あれは人のステータスとか物の詳細とか、価格とか、意識することによって鑑定することができるものだ。
ただ、あれは女神に与えられたものだから、多分、あっちの世界でも持っている者は少数だったか、もしくは俺一人だった可能性もある。
そのため博が言っている《鑑定系スキル》とは違う。
けれど、向こうの世界には《真実の目》より劣るが、鑑定系スキルと呼ばれるものがいくつも存在した。
一番分かりやすいのがただの《鑑定》だな。
これはありとあらゆるものをスキルレベルに応じて鑑定が可能な、いわば万能の鑑定スキルであるが、その代わりに非常にスキルレベルが上がりにくく、相当の経験を積んだとしても、《鑑定5》が限界だと言われるものだ。
《鑑定5》であっても、かなりのものを鑑定できるから十分ではあるのだが、そこまで上げるのは難しいため、大抵のものが途中で挫折して大して伸びずに終わる。
これはおそらく、女神が言ってたステータス/スキル制の弊害という奴だな。
経験を分散し過ぎてレベルが上がりにくい、というまさにそのパターン。
だからこそ、特定した鑑定……例えば《剣鑑定》とか《盾鑑定》とか、物品ごとに分けられた鑑定系スキルが向こうの世界ではメジャーだった。
そういったスキルを持っている者がこちらの世界にもいる、ということだろう。
そしてそれを使えば、写真越しであっても、魔剣かどうかとか、魔力がどれくらい宿っている品なのかとかをある程度鑑定できるのだろう。
俺の《真実の目》はどうかといえば、写真越しでも電波越ししでも問題なく鑑定できる。
テレビを見ていて、アイドルなんかを見て、カッコ書きで書いてある年齢と実年齢に五歳以上開きがあったりするのが分かったりしてあんまり嬉しくはなかったが。

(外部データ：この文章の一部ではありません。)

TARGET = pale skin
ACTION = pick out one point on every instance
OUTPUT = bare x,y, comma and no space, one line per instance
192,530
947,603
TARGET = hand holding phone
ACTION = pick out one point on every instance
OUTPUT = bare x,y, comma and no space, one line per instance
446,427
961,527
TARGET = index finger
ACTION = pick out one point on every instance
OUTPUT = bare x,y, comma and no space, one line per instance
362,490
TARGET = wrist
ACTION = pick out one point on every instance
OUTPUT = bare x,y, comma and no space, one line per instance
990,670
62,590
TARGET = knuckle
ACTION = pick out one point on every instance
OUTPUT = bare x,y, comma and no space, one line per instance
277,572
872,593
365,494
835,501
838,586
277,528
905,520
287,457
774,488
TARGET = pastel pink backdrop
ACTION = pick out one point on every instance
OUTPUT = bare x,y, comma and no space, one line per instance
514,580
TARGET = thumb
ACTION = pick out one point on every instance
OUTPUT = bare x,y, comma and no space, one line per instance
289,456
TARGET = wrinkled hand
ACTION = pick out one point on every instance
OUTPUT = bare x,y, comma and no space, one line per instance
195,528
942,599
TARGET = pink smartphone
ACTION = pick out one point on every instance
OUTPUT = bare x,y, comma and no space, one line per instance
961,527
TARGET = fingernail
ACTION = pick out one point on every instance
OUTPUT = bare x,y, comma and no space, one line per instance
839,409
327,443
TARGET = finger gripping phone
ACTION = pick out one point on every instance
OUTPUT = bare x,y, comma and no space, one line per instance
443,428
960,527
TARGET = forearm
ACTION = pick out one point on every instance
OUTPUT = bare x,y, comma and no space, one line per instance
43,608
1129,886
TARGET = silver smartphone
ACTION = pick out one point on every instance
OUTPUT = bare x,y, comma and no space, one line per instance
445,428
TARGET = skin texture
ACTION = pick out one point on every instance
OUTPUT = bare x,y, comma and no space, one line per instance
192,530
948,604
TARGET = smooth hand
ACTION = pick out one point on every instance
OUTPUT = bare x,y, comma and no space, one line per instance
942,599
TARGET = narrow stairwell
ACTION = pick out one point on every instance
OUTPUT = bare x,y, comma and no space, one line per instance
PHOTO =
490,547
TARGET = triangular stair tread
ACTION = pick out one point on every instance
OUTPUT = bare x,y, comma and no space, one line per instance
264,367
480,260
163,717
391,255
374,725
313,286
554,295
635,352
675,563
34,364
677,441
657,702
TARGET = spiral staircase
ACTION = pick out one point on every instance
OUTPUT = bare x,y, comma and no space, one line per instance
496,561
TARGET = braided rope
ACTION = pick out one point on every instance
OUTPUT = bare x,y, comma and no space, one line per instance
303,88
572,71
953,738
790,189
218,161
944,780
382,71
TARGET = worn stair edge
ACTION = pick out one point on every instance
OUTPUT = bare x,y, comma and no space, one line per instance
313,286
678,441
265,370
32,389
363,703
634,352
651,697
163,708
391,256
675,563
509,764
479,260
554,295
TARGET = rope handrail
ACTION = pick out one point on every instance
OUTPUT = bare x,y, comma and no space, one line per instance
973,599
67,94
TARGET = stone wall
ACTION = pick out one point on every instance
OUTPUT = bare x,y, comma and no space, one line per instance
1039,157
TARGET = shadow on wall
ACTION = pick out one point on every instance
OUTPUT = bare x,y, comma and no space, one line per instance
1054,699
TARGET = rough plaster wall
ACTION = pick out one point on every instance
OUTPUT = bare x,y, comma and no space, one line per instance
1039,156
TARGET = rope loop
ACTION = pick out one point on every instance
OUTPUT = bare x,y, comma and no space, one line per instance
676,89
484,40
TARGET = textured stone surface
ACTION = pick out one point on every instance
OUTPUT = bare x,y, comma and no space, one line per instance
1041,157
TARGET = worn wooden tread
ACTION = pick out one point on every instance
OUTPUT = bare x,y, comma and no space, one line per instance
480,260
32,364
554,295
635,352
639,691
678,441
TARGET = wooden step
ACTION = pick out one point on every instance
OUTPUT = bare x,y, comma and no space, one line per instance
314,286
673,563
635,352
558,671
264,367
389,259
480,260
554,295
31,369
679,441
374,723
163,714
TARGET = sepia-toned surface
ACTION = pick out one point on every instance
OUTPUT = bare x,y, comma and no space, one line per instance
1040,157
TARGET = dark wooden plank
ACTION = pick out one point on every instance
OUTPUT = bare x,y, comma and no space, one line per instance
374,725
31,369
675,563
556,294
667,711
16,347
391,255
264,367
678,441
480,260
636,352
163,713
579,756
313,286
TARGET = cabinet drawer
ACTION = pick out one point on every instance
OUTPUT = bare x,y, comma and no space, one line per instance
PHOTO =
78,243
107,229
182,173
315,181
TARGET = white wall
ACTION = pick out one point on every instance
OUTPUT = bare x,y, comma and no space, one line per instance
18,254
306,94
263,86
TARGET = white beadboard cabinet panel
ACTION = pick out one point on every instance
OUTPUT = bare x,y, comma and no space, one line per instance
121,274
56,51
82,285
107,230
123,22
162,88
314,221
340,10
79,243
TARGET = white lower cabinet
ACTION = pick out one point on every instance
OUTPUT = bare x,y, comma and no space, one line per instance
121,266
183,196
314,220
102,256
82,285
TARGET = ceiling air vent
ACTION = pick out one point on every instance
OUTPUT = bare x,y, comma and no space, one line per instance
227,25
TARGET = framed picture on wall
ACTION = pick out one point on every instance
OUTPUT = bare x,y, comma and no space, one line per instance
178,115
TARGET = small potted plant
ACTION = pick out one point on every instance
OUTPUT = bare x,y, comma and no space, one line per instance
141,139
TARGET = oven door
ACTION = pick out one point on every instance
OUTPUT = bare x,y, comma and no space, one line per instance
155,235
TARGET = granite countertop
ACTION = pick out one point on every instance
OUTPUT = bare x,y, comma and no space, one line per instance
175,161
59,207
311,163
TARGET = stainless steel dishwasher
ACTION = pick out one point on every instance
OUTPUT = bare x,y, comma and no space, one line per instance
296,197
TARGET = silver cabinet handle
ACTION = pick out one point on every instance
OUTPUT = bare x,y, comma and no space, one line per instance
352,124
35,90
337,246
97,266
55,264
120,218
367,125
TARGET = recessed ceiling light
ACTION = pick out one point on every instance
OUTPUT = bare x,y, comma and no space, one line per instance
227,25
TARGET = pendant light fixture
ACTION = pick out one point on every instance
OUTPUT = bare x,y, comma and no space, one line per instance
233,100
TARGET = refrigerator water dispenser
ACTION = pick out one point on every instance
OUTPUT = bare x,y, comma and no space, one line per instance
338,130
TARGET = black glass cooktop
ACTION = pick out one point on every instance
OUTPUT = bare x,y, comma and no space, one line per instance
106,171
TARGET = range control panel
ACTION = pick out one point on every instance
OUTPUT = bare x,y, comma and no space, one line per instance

スリーサイズも嘘ばっかりだし、さらに深いことまで箇条書きで表示されたりもする。
正直言ってただのプライバシーの侵害だった。
だからこそ、俺はこっちの世界であんまり《真実の目》は使わないようにしている。
なんかズルをしている感じが酷いし、まぁ……それ以上にそういうアイドルの秘密を知ってしまって忌避感がひどくなってしまった。

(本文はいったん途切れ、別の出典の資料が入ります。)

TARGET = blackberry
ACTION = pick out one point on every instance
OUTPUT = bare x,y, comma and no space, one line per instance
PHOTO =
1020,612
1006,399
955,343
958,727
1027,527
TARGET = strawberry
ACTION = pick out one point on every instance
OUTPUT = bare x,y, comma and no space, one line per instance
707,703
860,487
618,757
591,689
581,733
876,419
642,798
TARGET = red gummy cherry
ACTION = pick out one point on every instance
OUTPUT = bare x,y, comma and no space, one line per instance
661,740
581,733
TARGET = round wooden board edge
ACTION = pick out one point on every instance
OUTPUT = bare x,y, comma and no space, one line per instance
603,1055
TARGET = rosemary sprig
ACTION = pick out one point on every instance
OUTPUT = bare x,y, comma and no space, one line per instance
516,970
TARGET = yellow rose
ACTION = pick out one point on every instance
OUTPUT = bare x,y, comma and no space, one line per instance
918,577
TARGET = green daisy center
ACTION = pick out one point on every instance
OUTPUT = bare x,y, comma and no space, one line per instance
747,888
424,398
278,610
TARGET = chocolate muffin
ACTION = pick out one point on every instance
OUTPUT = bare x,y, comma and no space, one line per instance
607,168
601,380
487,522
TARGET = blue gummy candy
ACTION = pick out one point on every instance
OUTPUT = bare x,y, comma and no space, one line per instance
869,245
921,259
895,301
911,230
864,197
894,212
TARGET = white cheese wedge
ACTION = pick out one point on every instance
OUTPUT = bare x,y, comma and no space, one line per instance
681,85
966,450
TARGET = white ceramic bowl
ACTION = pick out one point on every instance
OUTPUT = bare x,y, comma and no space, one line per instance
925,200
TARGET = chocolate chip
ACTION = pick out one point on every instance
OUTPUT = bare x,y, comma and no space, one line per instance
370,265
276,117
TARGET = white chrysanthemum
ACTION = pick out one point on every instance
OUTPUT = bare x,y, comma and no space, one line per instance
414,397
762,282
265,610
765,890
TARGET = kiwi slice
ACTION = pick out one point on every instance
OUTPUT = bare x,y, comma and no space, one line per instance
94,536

別に夢見てたわけでもないんだけど、実際に知ってしまうとアレだというね……。
「鑑定系スキルカ。ヨク俺ガ持ッテルッテ気ヅイタナ?」
俺が博にそう尋ねると、やっぱり今のも多少のカマかけのつもりはあったようで、
『やっぱり持ってるのか。ちなみに何鑑定だ?』
そう言ってくる。
しかしあまり詳しく話すと女神の話にまで最終的に行き着くので、これについてはこれ以上は秘密にしておくことにし、適当にはぐらかす。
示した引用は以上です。